Gözlerini açtım ve tekrar ona baktım. Nakarat kısmını ona bakarken söylerken beni anlamasını bekliyordum, ben başka hiçbir şey söylemeden o beni anlasın ve beni bu dertten kurtarsın.

"Ser verip, sır vermedim.

Cesaret ister böyle itiraflar.

Söylemesi zor...

Tek korkum bu kadar..."

Müzik sona erdiğinde ve alışkın olduğum şekilde bir alkış tufanı koptuğunda sahneden inerek yanına gittim. Elinden tuttum, diğerlerine "İyi geceler," diyerek yürümeye başladım.

Peşimden gelirken hiç konuşmadı, arabaya bindiğimizde de hiçbir şey söylemedi.
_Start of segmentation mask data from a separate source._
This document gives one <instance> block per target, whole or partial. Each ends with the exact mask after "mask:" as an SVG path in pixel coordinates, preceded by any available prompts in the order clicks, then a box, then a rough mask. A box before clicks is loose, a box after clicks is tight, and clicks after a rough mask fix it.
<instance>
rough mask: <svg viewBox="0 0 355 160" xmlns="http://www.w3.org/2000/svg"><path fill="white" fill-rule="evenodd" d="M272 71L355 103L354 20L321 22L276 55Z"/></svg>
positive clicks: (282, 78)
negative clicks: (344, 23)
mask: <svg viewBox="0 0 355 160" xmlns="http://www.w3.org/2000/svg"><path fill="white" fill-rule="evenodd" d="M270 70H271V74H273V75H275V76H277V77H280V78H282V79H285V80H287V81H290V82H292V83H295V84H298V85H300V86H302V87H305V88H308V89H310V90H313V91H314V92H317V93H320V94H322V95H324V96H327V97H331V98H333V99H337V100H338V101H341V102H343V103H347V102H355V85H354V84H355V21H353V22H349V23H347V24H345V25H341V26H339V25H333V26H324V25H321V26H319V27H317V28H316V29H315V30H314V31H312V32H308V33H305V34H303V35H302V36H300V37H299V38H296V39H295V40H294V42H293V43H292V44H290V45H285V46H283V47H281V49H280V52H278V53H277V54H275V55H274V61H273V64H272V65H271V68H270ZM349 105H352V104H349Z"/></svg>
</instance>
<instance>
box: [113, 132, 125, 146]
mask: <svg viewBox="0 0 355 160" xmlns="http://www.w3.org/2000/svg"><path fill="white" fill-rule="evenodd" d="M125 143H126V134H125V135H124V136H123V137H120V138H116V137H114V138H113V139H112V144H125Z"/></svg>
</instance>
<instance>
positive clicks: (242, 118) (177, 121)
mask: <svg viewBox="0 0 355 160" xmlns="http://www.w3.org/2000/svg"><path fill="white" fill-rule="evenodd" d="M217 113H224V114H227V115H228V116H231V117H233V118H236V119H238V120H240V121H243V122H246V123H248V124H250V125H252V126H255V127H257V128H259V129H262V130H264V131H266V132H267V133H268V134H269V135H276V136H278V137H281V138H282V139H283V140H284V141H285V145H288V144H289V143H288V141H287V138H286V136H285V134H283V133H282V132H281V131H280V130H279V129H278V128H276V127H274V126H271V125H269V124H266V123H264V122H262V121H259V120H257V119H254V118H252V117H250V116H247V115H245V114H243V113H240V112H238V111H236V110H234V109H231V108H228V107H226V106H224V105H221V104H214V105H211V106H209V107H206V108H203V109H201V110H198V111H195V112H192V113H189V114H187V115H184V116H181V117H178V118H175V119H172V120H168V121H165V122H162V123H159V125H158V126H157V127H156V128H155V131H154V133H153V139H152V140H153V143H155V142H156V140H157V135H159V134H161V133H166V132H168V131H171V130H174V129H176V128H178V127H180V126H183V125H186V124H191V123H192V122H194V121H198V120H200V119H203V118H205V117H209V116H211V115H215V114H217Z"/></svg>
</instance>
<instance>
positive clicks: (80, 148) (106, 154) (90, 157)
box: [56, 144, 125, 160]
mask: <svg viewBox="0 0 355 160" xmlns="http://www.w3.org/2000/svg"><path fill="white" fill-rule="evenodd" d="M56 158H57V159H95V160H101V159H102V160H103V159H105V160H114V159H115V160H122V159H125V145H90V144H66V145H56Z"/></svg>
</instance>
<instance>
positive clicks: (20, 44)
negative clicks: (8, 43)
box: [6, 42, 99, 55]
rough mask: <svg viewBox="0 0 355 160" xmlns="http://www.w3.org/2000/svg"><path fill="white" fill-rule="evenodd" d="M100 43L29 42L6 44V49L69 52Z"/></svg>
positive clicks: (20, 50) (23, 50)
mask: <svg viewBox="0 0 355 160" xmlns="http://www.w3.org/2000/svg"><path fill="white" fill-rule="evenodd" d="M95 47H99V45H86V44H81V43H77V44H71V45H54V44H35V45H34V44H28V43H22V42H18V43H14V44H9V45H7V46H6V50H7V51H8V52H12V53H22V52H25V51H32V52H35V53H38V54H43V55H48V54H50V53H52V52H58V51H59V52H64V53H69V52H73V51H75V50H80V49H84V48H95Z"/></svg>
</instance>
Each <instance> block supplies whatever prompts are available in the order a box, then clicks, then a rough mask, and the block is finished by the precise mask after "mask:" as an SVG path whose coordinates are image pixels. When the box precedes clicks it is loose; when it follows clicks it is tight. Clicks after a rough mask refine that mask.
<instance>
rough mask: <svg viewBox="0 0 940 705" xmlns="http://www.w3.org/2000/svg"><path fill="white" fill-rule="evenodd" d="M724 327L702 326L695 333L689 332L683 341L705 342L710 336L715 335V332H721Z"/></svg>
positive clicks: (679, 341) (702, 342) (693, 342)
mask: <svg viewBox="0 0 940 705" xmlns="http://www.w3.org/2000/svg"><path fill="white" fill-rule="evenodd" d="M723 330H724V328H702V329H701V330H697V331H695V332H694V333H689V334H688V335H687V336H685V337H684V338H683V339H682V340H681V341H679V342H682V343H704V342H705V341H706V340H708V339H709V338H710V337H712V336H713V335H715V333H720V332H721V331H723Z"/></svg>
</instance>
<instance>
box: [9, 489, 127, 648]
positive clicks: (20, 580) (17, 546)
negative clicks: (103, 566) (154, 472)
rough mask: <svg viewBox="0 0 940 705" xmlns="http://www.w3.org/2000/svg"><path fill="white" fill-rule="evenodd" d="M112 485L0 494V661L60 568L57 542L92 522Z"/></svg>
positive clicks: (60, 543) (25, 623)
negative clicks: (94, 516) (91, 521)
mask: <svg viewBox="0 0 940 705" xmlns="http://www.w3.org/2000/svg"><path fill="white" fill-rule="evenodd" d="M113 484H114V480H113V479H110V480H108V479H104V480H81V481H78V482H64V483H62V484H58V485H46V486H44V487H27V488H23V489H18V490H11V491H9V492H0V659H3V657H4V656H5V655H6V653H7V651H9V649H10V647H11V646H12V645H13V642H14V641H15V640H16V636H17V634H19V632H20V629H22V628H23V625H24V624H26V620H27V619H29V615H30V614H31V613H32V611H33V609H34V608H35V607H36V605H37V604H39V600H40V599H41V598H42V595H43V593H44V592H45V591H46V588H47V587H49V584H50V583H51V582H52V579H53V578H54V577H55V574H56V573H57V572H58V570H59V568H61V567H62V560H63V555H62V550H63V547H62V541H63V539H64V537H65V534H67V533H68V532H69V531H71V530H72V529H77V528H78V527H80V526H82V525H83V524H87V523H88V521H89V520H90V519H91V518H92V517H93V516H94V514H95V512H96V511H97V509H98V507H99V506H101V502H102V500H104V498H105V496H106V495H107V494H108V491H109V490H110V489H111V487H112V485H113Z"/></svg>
Ama ben konuşsun istedim, her zaman yaptığını yapsın, bana saçma sapan sorular sorsun, artık bunaldığımı söylesem bile kendini anlatmaya devam etsin.

Eve girdiğimizde o da ben de farkındaydık, bu gece bir şeylerin sonu olacaktı. Belki de her şeyin...

Bana yemek yaptığı, birlikte bulaşıkları yıkadığımız, film izlediğimiz ve şömine karşısında öylece yattığımız iki saatin sonunda doğum günümün sona ermesine yarım saat kalmıştı.

İtirafımdan sonra benden gideceğinden o kadar emindim ki ona her baktığımda son kez görüyormuşum gibi bakıyordum. Onu son kez kokladığımdan emindim çünkü bundan sonra onu görebilecek olsam bile kokusunu duyabilecek kadar ona yaklaşamayacaktım.

Artık beni istemeyecekti.

Artık beni sevmeyecekti.

Zaten en başından beri beni hiç istememesi, sevmemesi gerekirdi. Benim gibi biri, özellikle onun gibi biri tarafından sevilmemeliydi. Aksi takdirde bu bana ödül, ona ceza olurdu.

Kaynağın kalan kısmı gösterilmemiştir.